Cuando
es aburrido, es lo más aburrido del mundo. A menudo es
grandilocuente, si no infantil. Muchas veces ni tan siquiera sabemos
por qué nos gusta y juramos que no volveremos a caer. Sus
debilidades son evidentes, sus méritos arcanos. Y sin embargo, ay,
en esas raras ocasiones en las que todo funciona, no hay nada como el
teatro. No es solo la vida en escena, es mucho mejor.
Tal
entusiasmo, que milagrosamente (y es que en todo este asunto hay
muchos milagros) se mantiene varias horas después de asistir al
espectáculo (y vaya si a Agosto se le puede calificar de
espectáculo, espectáculo total incluso), puede parecer
desproporcionado o adolecer de ese infantilismo que a veces achacamos
al teatro. Pero qué quieren que les digamos, es lo que nos hizo
sentir y por honradez así tenemos que transmitirlo, bajo pena de ser
acusados de sentimentales.
Si
te piden que cuentes el argumento de Agosto, lo tendrás
difícil para convencer de que se trata de una obra maestra. Es una
historia americana de las de toda la vida, con familias complicadas
(por ser moderados), grandes ambiciones y aún mayores fracasos.
Personajes más grandes que la vida, tramas subterráneas de
desprecios y rencores. Muy a lo Tennessee Williams, se podría resumir
dar hacer una idea bastante aproximada. Y sin embargo, todo en la
obra de Tracy Letts, dirigida por una maestría que nunca hubiéramos adivinado
en Gerardo Vera, sublima las posibles carencias, evita la tentación
de convertirse en un símbolo (cuando es mucho más, es pura vida),
escapa cuando lo oscuro se convierte en sórdido, y logra ofrecer un
retrato apasionado y emocionante que va más allá de la
representación.
Sí,
lo confesamos, nunca hemos sido muy fans de Vera. No es el momento de
hablar sobre su gestión, pero en lo que respecta a sus labores como
director de escena (y piadosamente evitaremos menciones a su
filmografía), diremos que siempre nos había parecido estar por
debajo de sus pretensiones. Sus propuestas prometían mucho, pero en
el mejor de los casos, se quedaba a medio camino. Sin embargo para
despedirse del CDN ha dado lo mejor de sí, una puesta que por sí
sola elimina muchos borrones y nos hace confiar en su futuro al
margen del gran teatro público.
¿Cómo
es posible no haber hablado todavía de las actrices? Los prejuicios
pueden ser muy poderosos, pero no creo que haya nadie en el mundo
(exceptuando los procedentes de algún país centroeuropeo) con la
cabeza tan dura como para poder seguir resistiéndose a Carmen Machi.

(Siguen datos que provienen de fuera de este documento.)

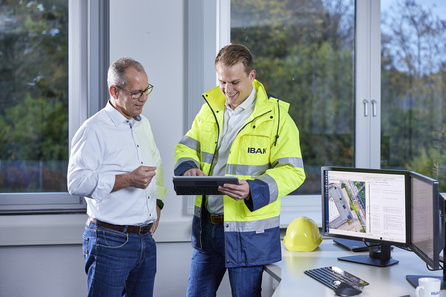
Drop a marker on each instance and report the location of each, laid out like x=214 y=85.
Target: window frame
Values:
x=88 y=60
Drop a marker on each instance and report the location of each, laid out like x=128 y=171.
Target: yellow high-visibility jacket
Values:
x=266 y=152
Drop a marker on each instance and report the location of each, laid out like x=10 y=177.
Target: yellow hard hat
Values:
x=302 y=235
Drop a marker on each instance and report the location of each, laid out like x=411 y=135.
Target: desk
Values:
x=384 y=281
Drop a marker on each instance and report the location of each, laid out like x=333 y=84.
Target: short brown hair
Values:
x=235 y=53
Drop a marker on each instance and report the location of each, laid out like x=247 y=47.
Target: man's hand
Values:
x=194 y=172
x=138 y=178
x=237 y=192
x=156 y=223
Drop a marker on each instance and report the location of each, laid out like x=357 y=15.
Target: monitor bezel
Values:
x=438 y=223
x=325 y=230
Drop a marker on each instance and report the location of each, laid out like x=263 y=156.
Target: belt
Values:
x=215 y=219
x=123 y=228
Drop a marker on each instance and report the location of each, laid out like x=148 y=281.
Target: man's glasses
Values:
x=138 y=94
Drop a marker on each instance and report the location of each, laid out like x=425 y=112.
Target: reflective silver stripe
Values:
x=252 y=226
x=272 y=185
x=249 y=170
x=294 y=161
x=190 y=143
x=182 y=160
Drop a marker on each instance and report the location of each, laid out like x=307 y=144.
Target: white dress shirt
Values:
x=233 y=123
x=106 y=145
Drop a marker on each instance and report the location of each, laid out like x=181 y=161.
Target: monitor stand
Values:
x=378 y=256
x=353 y=245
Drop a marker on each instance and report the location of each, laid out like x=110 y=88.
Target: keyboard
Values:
x=333 y=276
x=192 y=190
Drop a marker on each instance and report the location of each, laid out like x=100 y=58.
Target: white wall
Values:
x=153 y=32
x=42 y=255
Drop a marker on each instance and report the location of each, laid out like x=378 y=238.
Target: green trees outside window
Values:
x=304 y=54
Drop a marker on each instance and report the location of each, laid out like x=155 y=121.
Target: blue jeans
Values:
x=208 y=268
x=118 y=263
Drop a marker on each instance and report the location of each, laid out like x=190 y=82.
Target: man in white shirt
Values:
x=116 y=166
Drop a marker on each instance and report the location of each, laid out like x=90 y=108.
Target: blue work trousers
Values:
x=118 y=263
x=208 y=268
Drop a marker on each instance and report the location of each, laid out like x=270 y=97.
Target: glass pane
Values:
x=303 y=53
x=413 y=86
x=34 y=96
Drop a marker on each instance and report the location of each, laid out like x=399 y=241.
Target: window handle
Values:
x=366 y=109
x=374 y=108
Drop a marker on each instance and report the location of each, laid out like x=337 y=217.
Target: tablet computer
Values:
x=201 y=185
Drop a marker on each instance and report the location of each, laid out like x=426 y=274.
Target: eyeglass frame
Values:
x=147 y=91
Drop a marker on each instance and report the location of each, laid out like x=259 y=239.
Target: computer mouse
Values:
x=345 y=289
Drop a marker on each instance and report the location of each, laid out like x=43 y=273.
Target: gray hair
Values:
x=116 y=71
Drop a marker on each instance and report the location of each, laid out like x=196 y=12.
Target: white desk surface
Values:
x=384 y=281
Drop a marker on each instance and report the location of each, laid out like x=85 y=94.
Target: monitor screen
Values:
x=367 y=204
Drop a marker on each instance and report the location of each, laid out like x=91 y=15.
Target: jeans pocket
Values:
x=111 y=239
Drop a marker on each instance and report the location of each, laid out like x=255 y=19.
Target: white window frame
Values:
x=204 y=45
x=88 y=61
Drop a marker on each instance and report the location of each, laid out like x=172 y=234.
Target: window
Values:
x=413 y=87
x=38 y=110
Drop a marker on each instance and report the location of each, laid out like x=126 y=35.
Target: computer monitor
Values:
x=371 y=205
x=427 y=223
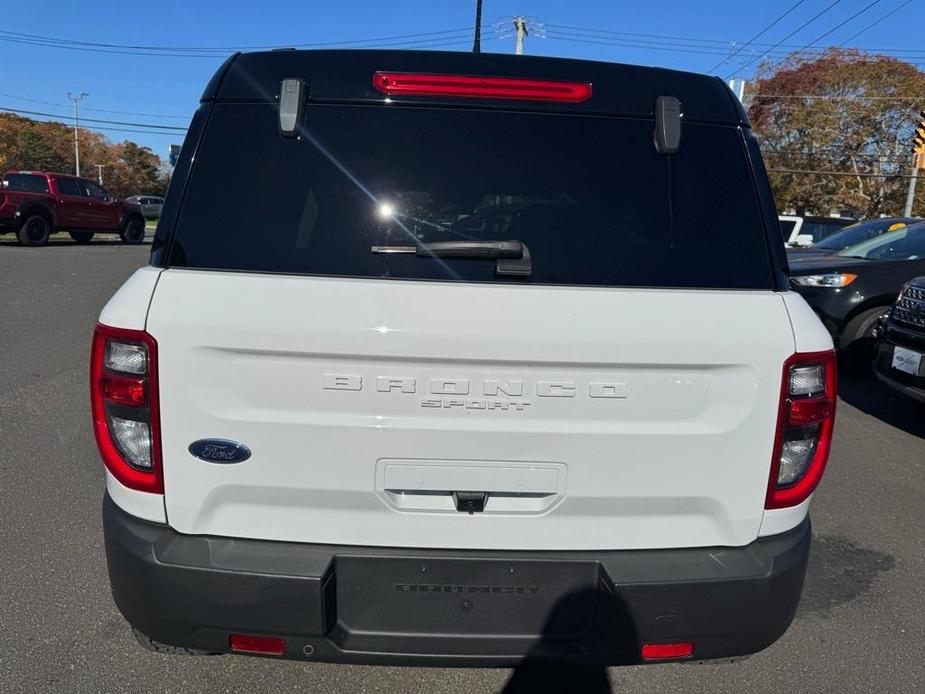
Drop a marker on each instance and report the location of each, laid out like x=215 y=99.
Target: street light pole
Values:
x=76 y=100
x=520 y=24
x=913 y=179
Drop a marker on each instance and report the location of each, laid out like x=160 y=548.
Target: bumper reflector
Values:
x=267 y=645
x=667 y=651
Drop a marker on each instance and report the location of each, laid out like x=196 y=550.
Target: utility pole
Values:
x=477 y=42
x=918 y=162
x=520 y=25
x=76 y=100
x=738 y=88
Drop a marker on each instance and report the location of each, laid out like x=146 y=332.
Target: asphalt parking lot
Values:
x=859 y=628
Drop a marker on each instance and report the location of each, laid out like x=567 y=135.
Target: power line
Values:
x=719 y=43
x=756 y=36
x=790 y=35
x=111 y=129
x=810 y=172
x=87 y=108
x=873 y=24
x=670 y=46
x=840 y=25
x=95 y=120
x=834 y=154
x=233 y=48
x=837 y=96
x=399 y=41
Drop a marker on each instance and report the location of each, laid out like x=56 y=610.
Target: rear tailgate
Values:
x=623 y=394
x=365 y=405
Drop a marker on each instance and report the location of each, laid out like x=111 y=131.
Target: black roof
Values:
x=346 y=75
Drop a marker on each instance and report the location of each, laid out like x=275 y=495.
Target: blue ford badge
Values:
x=220 y=451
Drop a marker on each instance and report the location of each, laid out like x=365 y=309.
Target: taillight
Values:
x=805 y=423
x=123 y=398
x=679 y=650
x=396 y=83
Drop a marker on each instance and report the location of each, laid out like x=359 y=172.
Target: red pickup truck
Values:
x=33 y=204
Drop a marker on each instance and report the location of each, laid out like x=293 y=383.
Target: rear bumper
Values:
x=450 y=607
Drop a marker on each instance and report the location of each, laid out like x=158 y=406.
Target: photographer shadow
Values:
x=585 y=631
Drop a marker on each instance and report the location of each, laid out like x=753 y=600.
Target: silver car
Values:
x=150 y=205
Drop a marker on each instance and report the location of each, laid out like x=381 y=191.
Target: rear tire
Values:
x=133 y=232
x=81 y=236
x=856 y=346
x=150 y=644
x=34 y=231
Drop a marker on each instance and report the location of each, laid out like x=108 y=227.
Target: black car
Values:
x=851 y=236
x=900 y=357
x=853 y=288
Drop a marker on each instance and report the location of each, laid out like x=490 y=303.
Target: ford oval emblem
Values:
x=220 y=451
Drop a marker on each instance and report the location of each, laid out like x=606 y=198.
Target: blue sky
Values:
x=164 y=89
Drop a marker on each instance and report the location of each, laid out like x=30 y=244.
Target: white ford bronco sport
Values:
x=446 y=358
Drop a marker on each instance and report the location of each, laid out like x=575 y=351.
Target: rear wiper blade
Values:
x=513 y=257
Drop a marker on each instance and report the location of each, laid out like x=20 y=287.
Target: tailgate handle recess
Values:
x=470 y=502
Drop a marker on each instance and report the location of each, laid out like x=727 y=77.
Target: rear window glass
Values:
x=591 y=199
x=820 y=230
x=786 y=227
x=26 y=183
x=68 y=186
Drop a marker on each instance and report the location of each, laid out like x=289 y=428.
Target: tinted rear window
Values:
x=68 y=186
x=26 y=183
x=589 y=196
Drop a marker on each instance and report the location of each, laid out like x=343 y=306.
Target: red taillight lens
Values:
x=667 y=651
x=267 y=645
x=395 y=83
x=128 y=391
x=806 y=421
x=124 y=402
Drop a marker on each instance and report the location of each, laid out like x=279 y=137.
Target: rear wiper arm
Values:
x=513 y=257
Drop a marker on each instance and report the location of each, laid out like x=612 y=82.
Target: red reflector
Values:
x=126 y=391
x=810 y=411
x=269 y=645
x=481 y=87
x=667 y=651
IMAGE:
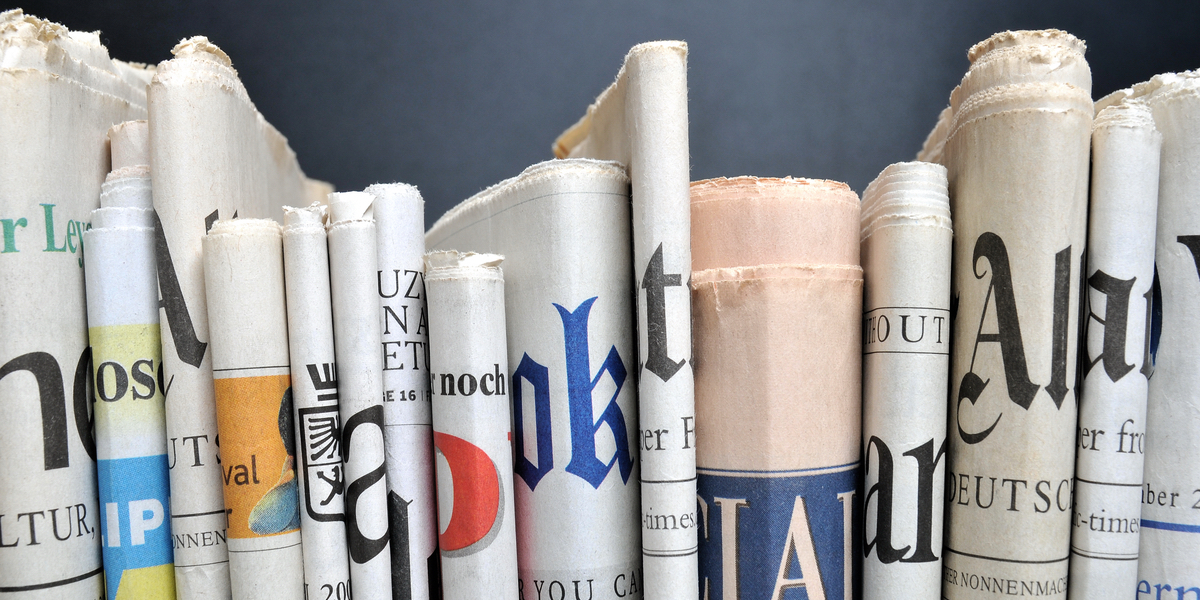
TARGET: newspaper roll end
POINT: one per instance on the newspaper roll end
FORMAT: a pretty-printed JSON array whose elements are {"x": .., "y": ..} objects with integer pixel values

Lo que hace en Agosto no tiene nombre, por lo menos nosotros
no nos vemos capacitados para calificarlo. Desde su presentación,
donde ya se hace con el personaje de una manera sutil, hasta sus
momentos más expansivos, en los que es capaz de mantener a todo el
público en vilo, llevarlo y traerlo por donde ella quiere, pasando
por su interacción con los otros intérpretes, es no ya un recital,
una clase magistral, es un monumento a la interpretación teatral.
Y después de esto, qué decir de Amparo Baró. Cierto que su personaje es un regalo, pero lleno de peligros. Qué fácil sería llevarlo por el lado más extremo, hacer evidente su parte más odiosa. Pero lo de la Baró es mucho más arriesgado y, finalmente, efectivo. Ella defiende su personaje con uñas y dientes. Expone sus argumentos y demuestra que detrás de su detestable actitud también hay unas razones que merecen su explicación. Solo la escena en la que cuenta la historia del regalo de unas botas merece pasar a cualquier antología teatral, pero es que a escenas tan delicadas como esta se le suman otras en los que hace de enferma con una naturalidad tal que nos hizo preocuparnos por la actriz (será que somos muy ingenuos), luego tiene unos estallidos de ira en los que su estatura, más que limitar los efectos, hace que dé todavía más miedo. Y qué decir del final, cuando muestra por fin su vulnerabilidad y provoca lo inimaginable: la compasión. Tener a la Machi y a la Baró juntas es otro de los milagros de los que hablábamos y que, estamos seguros, quedarán en la historia del teatro español.